Cline will execute pytest, read the output, identify failing tests, make code changes, and iterate. By default, each terminal command requires your approval — you can see exactly what will run before it does.

MCP Server Integration

One of Cline’s most powerful features is Model Context Protocol (MCP) integration. MCP lets you connect Cline to external data sources and tools.

Setting Up an MCP Server

In Cline’s settings panel, go to MCP Servers and add a server configuration. For example, connecting to a filesystem MCP server:

{
  "mcpServers": {
    "filesystem": {
      "command": "npx",
      "args": ["-y", "@modelcontextprotocol/server-filesystem", "/Users/you/projects"]
    },
    "github": {
      "command": "npx",
      "args": ["-y", "@modelcontextprotocol/server-github"],
      "env": {
        "GITHUB_PERSONAL_ACCESS_TOKEN": "ghp_..."
      }
    }
  }
}

With MCP servers connected, Cline can pull live data from GitHub, databases, or your custom APIs as part of its reasoning.

Cline vs GitHub Copilot

FeatureClineGitHub Copilot
Agentic (multi-step tasks)YesVery limited
File system accessYesNo
Terminal executionYesNo
Model choiceAny providerGPT-4o only
Open sourceYes (MIT)No
MCP integrationYesNo
CostPay per token$10–19/month
AutocompleteBasicExcellent
IDEVS Code onlyVS Code, JetBrains, etc.

Copilot’s edge: Real-time autocomplete is significantly better in Copilot — it feels seamless and fast. Cline doesn’t compete on autocomplete.

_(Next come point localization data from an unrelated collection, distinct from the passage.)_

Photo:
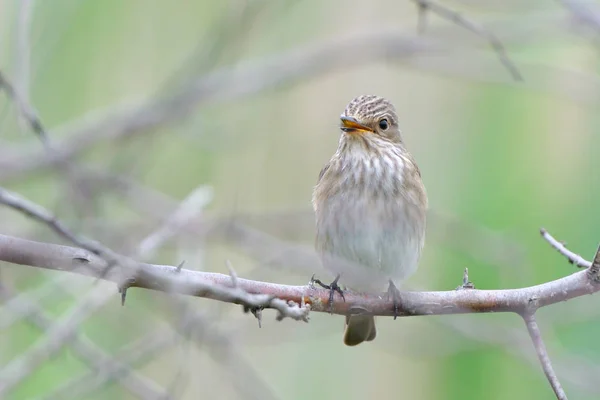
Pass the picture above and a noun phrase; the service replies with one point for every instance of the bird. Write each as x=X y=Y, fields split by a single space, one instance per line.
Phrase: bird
x=370 y=206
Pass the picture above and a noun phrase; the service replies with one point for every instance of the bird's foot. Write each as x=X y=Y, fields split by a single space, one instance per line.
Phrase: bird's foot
x=394 y=295
x=333 y=287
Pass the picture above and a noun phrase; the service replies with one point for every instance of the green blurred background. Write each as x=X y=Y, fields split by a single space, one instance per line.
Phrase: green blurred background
x=499 y=158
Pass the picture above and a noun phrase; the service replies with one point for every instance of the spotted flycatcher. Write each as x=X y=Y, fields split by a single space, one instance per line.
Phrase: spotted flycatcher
x=370 y=206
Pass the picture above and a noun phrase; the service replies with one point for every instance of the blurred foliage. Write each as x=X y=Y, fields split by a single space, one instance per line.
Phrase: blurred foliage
x=498 y=155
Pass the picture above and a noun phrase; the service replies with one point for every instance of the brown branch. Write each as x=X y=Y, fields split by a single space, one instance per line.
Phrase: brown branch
x=271 y=295
x=451 y=15
x=24 y=109
x=540 y=348
x=573 y=258
x=226 y=84
x=89 y=352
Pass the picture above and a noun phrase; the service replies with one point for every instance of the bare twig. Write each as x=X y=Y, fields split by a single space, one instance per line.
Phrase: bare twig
x=94 y=355
x=573 y=258
x=24 y=109
x=584 y=12
x=226 y=84
x=23 y=52
x=271 y=295
x=451 y=15
x=540 y=348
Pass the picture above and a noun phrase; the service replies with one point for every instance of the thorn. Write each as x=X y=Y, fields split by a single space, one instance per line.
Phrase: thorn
x=466 y=284
x=123 y=289
x=123 y=296
x=232 y=274
x=258 y=314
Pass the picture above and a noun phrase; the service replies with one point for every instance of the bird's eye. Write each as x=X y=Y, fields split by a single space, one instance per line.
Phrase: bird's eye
x=383 y=124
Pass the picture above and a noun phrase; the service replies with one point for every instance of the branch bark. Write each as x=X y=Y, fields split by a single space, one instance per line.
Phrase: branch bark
x=540 y=348
x=253 y=294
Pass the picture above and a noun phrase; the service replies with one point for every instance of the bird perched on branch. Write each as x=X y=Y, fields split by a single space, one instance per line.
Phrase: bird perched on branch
x=370 y=206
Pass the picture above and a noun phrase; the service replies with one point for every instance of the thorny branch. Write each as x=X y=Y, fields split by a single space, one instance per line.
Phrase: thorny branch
x=540 y=348
x=296 y=301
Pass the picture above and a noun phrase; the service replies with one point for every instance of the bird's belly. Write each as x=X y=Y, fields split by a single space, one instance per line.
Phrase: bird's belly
x=380 y=237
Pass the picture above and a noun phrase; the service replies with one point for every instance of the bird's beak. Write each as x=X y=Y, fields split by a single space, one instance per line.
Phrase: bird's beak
x=351 y=125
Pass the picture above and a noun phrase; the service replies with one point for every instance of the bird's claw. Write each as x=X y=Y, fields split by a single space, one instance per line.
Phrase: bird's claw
x=394 y=294
x=333 y=287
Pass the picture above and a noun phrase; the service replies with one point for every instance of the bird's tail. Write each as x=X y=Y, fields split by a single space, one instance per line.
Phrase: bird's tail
x=359 y=328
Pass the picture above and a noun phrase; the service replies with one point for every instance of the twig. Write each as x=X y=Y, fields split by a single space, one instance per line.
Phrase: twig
x=495 y=43
x=94 y=355
x=271 y=295
x=584 y=12
x=226 y=84
x=24 y=110
x=42 y=215
x=573 y=258
x=540 y=348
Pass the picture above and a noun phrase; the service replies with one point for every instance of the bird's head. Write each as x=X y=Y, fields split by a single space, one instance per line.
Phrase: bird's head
x=371 y=115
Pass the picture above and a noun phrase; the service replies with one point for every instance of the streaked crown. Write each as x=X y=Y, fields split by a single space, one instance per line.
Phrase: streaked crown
x=368 y=108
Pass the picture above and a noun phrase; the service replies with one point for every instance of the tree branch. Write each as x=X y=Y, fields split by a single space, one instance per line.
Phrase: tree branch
x=540 y=348
x=573 y=258
x=271 y=295
x=451 y=15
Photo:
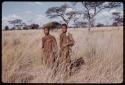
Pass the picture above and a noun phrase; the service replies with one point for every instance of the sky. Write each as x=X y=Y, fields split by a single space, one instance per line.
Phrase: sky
x=34 y=12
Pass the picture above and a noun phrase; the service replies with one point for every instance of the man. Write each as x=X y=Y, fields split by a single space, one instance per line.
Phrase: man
x=66 y=42
x=49 y=46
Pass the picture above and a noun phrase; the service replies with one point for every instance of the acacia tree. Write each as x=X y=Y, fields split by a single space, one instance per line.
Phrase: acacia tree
x=117 y=19
x=91 y=9
x=55 y=12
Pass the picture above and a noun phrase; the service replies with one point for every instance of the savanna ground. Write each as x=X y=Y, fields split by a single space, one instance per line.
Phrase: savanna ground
x=101 y=49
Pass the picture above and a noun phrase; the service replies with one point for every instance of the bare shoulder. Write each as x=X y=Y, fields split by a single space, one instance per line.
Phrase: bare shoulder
x=43 y=38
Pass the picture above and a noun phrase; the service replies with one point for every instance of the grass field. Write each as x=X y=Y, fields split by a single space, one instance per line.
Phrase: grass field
x=101 y=49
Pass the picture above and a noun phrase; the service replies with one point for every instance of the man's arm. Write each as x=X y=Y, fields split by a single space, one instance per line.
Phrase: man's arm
x=43 y=40
x=71 y=40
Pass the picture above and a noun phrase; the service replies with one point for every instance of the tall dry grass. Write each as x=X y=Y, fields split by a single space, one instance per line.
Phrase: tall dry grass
x=101 y=49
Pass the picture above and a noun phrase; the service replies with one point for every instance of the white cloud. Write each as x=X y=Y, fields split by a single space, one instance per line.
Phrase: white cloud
x=112 y=10
x=39 y=3
x=28 y=12
x=41 y=19
x=69 y=10
x=5 y=19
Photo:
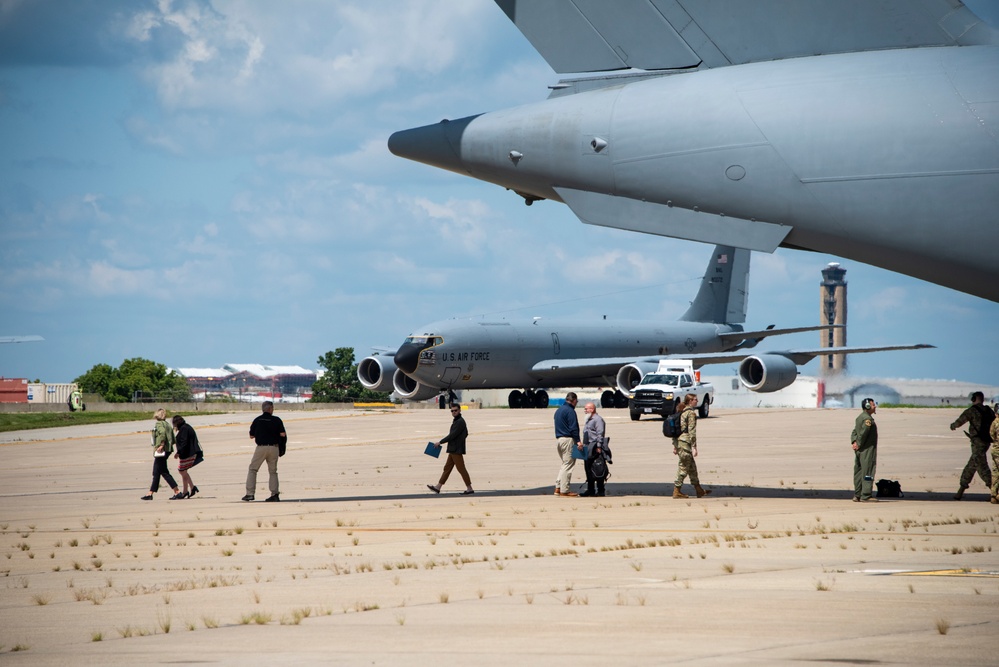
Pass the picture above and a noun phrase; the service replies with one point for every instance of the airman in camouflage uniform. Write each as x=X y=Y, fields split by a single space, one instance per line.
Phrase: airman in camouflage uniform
x=994 y=434
x=685 y=446
x=977 y=418
x=864 y=441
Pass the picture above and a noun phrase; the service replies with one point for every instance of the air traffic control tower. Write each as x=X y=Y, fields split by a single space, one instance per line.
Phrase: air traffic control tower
x=833 y=305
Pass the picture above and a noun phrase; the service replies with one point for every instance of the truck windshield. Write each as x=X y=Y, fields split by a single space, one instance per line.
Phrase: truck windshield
x=656 y=378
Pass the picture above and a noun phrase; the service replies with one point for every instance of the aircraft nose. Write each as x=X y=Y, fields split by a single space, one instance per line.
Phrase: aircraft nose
x=438 y=145
x=407 y=357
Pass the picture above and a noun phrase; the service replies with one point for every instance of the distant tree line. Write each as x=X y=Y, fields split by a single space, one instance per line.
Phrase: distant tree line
x=135 y=377
x=339 y=383
x=148 y=379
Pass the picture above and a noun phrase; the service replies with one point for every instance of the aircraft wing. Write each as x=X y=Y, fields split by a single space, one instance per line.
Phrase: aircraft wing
x=587 y=367
x=763 y=333
x=797 y=356
x=609 y=366
x=20 y=339
x=596 y=35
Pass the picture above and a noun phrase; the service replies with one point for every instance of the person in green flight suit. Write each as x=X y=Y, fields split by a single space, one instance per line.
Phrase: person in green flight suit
x=864 y=440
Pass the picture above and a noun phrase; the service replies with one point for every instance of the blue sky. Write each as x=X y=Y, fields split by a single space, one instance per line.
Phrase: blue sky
x=201 y=183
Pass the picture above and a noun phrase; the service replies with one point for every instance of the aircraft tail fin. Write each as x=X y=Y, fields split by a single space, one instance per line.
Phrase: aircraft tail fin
x=724 y=293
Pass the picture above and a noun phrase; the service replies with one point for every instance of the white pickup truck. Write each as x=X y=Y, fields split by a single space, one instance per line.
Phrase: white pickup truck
x=660 y=391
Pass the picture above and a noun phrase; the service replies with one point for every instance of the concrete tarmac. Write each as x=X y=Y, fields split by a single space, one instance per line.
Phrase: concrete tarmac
x=360 y=564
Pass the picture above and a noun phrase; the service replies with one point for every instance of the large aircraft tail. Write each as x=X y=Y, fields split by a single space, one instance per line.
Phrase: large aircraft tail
x=724 y=292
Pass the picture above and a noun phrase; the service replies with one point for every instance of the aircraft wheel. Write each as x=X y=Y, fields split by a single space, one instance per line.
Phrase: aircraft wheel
x=704 y=408
x=607 y=399
x=541 y=399
x=516 y=399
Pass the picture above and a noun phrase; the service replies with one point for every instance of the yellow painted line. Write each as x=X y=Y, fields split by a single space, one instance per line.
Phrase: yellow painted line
x=991 y=574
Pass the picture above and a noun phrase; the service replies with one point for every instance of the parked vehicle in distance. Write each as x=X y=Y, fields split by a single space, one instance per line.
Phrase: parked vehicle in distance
x=660 y=391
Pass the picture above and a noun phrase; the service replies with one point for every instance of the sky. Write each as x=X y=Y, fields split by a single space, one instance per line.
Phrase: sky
x=207 y=182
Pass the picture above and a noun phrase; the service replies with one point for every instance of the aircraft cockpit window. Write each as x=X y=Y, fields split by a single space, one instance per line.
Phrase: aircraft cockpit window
x=424 y=341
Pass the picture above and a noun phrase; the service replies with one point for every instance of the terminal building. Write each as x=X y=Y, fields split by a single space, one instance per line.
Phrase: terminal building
x=251 y=382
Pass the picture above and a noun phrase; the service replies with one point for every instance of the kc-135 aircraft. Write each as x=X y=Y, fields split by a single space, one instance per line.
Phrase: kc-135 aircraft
x=541 y=354
x=859 y=128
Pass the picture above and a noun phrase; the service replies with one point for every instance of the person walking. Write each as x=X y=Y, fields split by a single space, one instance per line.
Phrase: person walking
x=979 y=419
x=685 y=447
x=455 y=440
x=269 y=434
x=594 y=431
x=864 y=441
x=188 y=451
x=162 y=441
x=566 y=437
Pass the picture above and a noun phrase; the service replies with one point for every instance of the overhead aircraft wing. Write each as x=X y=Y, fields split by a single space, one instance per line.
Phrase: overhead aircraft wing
x=797 y=356
x=763 y=333
x=609 y=366
x=596 y=35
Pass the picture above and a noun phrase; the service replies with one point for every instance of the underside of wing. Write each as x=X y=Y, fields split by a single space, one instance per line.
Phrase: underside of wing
x=596 y=35
x=585 y=368
x=799 y=357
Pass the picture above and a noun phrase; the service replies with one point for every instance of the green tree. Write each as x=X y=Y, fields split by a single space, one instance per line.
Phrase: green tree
x=339 y=383
x=119 y=385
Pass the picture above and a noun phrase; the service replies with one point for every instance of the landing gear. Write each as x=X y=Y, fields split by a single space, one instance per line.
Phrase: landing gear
x=528 y=398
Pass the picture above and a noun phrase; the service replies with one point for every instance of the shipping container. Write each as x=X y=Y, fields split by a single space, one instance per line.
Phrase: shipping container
x=13 y=390
x=39 y=392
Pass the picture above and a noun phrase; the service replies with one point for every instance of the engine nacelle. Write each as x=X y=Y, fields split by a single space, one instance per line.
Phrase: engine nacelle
x=629 y=376
x=410 y=390
x=767 y=372
x=375 y=373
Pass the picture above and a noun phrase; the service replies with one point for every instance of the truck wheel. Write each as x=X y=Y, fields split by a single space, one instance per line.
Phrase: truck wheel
x=704 y=408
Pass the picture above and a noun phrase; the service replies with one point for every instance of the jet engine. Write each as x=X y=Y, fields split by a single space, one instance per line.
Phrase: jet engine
x=767 y=372
x=410 y=390
x=375 y=373
x=629 y=376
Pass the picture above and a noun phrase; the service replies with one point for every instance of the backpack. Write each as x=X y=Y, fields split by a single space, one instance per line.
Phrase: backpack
x=671 y=426
x=598 y=466
x=888 y=488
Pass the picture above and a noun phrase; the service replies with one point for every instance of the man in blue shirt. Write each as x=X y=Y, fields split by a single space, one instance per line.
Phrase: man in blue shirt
x=566 y=437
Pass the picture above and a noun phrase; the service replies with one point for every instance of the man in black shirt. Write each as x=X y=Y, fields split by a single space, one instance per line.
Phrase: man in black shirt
x=268 y=432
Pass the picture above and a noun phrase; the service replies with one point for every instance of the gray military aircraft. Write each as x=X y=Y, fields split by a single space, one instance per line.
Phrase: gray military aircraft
x=867 y=130
x=541 y=354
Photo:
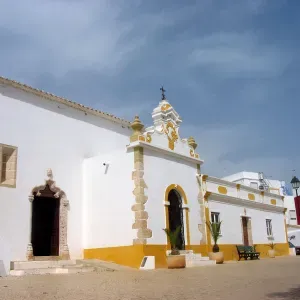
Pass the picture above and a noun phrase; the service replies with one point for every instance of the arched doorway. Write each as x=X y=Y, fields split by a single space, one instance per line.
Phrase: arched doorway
x=175 y=214
x=48 y=221
x=45 y=223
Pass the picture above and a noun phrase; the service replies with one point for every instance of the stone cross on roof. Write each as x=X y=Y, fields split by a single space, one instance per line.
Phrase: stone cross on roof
x=163 y=97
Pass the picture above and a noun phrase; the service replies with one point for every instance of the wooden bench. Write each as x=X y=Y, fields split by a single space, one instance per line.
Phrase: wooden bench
x=247 y=252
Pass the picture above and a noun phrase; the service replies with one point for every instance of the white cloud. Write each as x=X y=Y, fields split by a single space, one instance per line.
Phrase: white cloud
x=233 y=54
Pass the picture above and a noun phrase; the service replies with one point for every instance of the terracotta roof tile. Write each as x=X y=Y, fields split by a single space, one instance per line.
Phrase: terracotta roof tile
x=62 y=100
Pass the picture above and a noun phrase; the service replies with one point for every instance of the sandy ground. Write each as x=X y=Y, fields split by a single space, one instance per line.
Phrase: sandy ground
x=265 y=279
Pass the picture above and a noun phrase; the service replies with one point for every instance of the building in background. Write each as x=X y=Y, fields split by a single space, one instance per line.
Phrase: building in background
x=259 y=181
x=112 y=185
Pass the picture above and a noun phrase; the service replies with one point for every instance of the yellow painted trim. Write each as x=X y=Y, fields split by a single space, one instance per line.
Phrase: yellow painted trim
x=222 y=190
x=187 y=217
x=206 y=196
x=181 y=192
x=251 y=196
x=204 y=177
x=132 y=255
x=208 y=235
x=285 y=227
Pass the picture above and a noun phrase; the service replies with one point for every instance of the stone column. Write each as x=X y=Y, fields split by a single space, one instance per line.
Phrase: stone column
x=63 y=245
x=141 y=216
x=29 y=252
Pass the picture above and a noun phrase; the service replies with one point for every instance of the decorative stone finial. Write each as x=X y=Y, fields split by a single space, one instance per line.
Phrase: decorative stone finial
x=137 y=125
x=192 y=143
x=49 y=174
x=163 y=96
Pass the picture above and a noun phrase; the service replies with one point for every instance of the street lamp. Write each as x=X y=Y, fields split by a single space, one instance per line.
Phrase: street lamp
x=295 y=184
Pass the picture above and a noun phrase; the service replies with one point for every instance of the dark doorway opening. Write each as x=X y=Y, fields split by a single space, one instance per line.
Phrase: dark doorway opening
x=45 y=224
x=176 y=217
x=245 y=231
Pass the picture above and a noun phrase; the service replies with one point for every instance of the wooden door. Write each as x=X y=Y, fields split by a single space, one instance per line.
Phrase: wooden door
x=245 y=231
x=55 y=230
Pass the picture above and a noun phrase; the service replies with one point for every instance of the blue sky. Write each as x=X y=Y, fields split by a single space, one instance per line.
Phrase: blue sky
x=231 y=68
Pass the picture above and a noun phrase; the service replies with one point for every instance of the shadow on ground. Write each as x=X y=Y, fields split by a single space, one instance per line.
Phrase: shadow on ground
x=291 y=294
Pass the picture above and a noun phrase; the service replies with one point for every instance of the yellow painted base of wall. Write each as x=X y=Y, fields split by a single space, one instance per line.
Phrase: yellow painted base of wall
x=132 y=256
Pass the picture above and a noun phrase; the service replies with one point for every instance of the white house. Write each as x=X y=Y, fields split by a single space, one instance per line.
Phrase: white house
x=257 y=180
x=80 y=183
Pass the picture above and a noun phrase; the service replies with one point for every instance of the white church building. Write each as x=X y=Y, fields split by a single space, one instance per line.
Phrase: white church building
x=76 y=182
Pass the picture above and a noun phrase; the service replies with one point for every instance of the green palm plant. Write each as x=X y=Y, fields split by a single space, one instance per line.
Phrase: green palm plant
x=215 y=230
x=173 y=237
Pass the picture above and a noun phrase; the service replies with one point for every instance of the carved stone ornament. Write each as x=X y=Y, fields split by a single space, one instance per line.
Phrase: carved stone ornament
x=63 y=214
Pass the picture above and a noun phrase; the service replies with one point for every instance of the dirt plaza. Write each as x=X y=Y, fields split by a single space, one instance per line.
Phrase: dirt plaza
x=264 y=279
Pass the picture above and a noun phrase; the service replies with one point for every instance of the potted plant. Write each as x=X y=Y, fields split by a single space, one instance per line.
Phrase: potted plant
x=272 y=250
x=215 y=230
x=174 y=259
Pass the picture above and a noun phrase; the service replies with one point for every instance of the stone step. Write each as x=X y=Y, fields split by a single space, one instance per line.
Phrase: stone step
x=199 y=263
x=44 y=271
x=27 y=265
x=196 y=257
x=182 y=252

Cline’s edge: For completing complex, multi-step tasks — “build this feature” or “refactor this module” — Cline is in a different league than Copilot.

Cost Management

Since you’re paying per token, costs can add up on complex tasks. Tips to manage spending:

  • Use claude-haiku-3-5 for simple tasks, save Opus for complex reasoning
  • Enable cache breakpoints in Cline settings to reuse context across similar tasks
  • Set a token budget per task in settings
  • For private data, use a local model to avoid any API costs

Typical costs for a medium-complexity task (creating a REST endpoint with tests) with Claude Sonnet: ~$0.05–0.20. For large refactoring sessions with Opus: $0.50–2.00.

Tips for Better Results

  • Be specific: “Add a login form to the homepage with email/password fields, client-side validation, and a POST to /api/auth/login” beats “add a login page”
  • Give context upfront: Mention your tech stack, frameworks, and conventions
  • Use .clinerules: Create a .clinerules file in your project root with persistent instructions (coding style, test requirements, etc.)
  • Review diffs carefully: Cline is powerful but verify multi-file changes before accepting

Cline represents a new category of coding tool — not just an autocomplete enhancer, but a genuine AI collaborator that can take on real engineering tasks.